Written by: Svein-Egil Nielsen, CTO, Nordic Semiconductor
The market is looking strong for combined Bluetooth LE and cellular IoT (LTE-M/ NB-IoT) solutions.
A prime application bringing together short range technology using the license free ISM band with cellular using licensed spectrum is shipping containers. In that application, relatively inexpensive Bluetooth LE powered sensors could be used to monitor the condition of each item of cargo in a given container while a gateway using LTE-M (the version of cellular IoT best suited to mobile applications) could be used to track the container’s progress along the road.
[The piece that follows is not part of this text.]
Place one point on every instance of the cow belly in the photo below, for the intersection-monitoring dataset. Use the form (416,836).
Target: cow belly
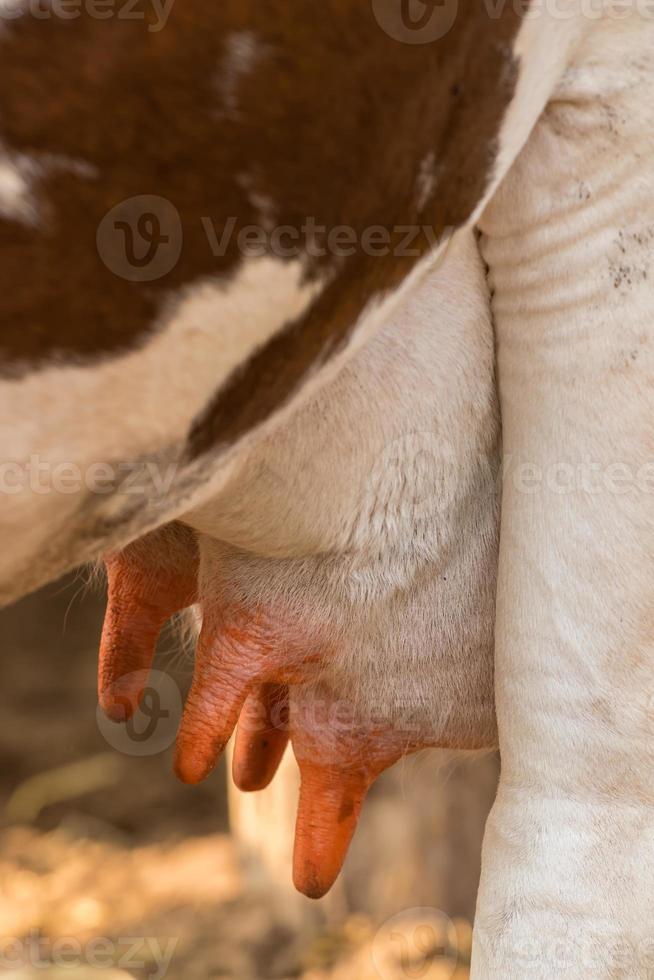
(569,852)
Another application that would benefit from combining RF technologies is a multistorey parking lot whereby Bluetooth LE could be used to monitor spaces and guide drivers to vacant ones while a gateway using NB-IoT (the version of cellular IoT preferred where longer range and/or superior penetration of obstacles such as walls and ceilings is needed), aggregating data from many Bluetooth LE sensors could inform the remote lot owner about overall occupancy.
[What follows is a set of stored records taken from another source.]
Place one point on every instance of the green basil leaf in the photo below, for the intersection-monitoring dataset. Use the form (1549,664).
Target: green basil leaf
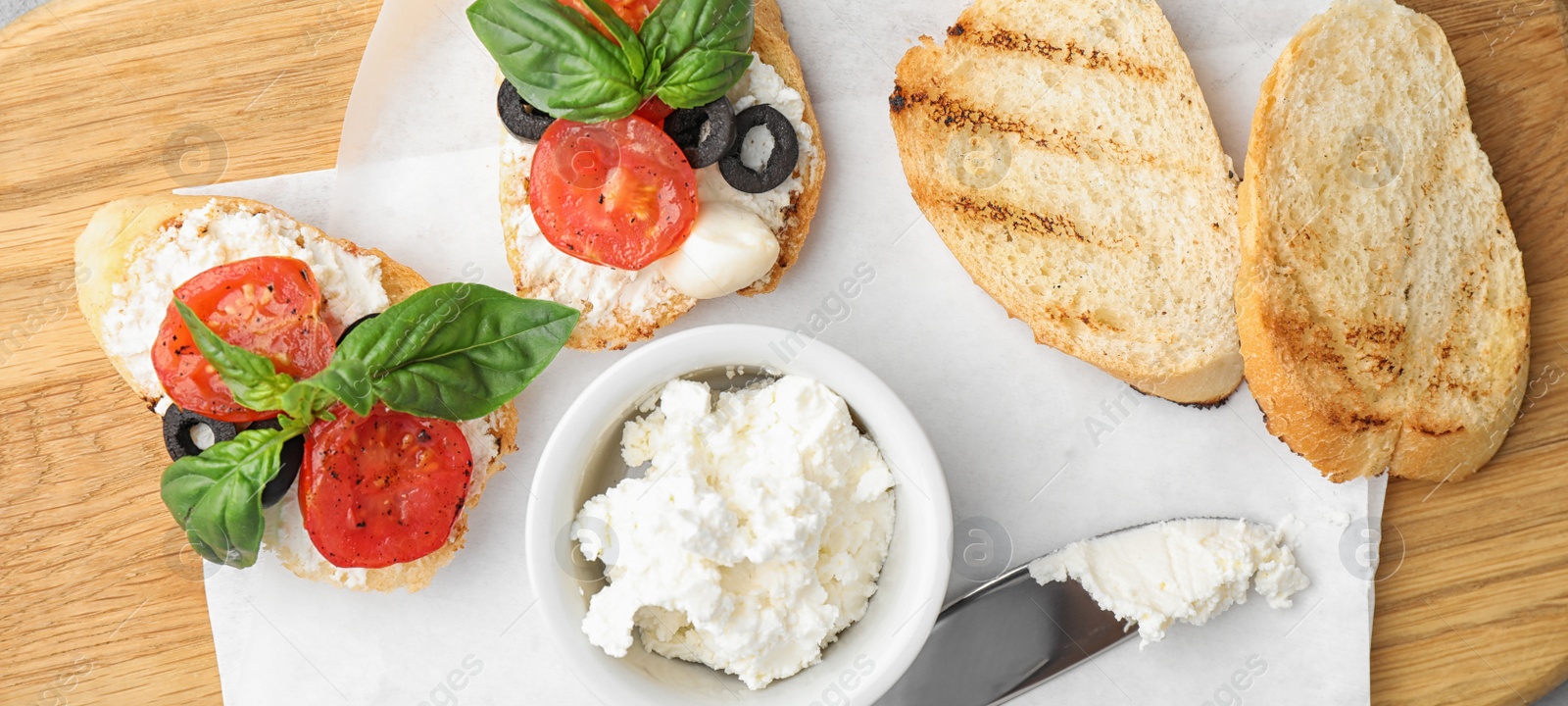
(250,377)
(457,350)
(702,77)
(623,33)
(712,30)
(347,380)
(557,60)
(217,496)
(310,399)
If the history of silicon technology teaches us anything it’s that solutions tend towards greater integration. That makes it likely that market driven demand will lead to a combined Bluetooth LE and NB- IoT/LTE-M integrated solution. It’s even possible that market pressure could lead to combined licensed/unlicensed RF spectrum LPWAN IoT wireless solutions - although I question the value of such a product. If unlicensed RF spectrum LPWAN technologies manage to survive the full scale roll-out of NB-IoT/LTE-M, there might be applications in remote parts of the world with no cellular infrastructure where it could be more commercially feasible to build an unlicensed LPWAN network. A combined LPWAN module could then typically use the cellular network but switch to unlicensed LPWAN when in that remote area. But it’s also possible the major cellular operators will build out infrastructure to even the most remote areas.
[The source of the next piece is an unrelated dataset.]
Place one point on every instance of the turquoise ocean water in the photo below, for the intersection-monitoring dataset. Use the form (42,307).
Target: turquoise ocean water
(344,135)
From an engineering perspective, combining cellular and unlicensed RF technology at the module level is not complicated. The bigger challenge is antenna design. Engineers can either use a single antenna (matching for multiple frequencies and sources) or use multiple antennas each dedicated to a tight range of operating frequencies. If multiple antennas are preferred, it’s important to ensure proper isolation between antenna systems to eliminate crosstalk.
Nordic has eased the challenges of combined product prototyping with the introduction of the Nordic Thingy:91. The product features Nordic’s cellular IoT solution, thenRF9160 SiP teamed with the nRF52840 short range wireless multiprotocol SoC. The nRF9160 SiP supports LTE-M and NB-IoT in the same compact package allowing designers to experiment with both versions of cellular IoT.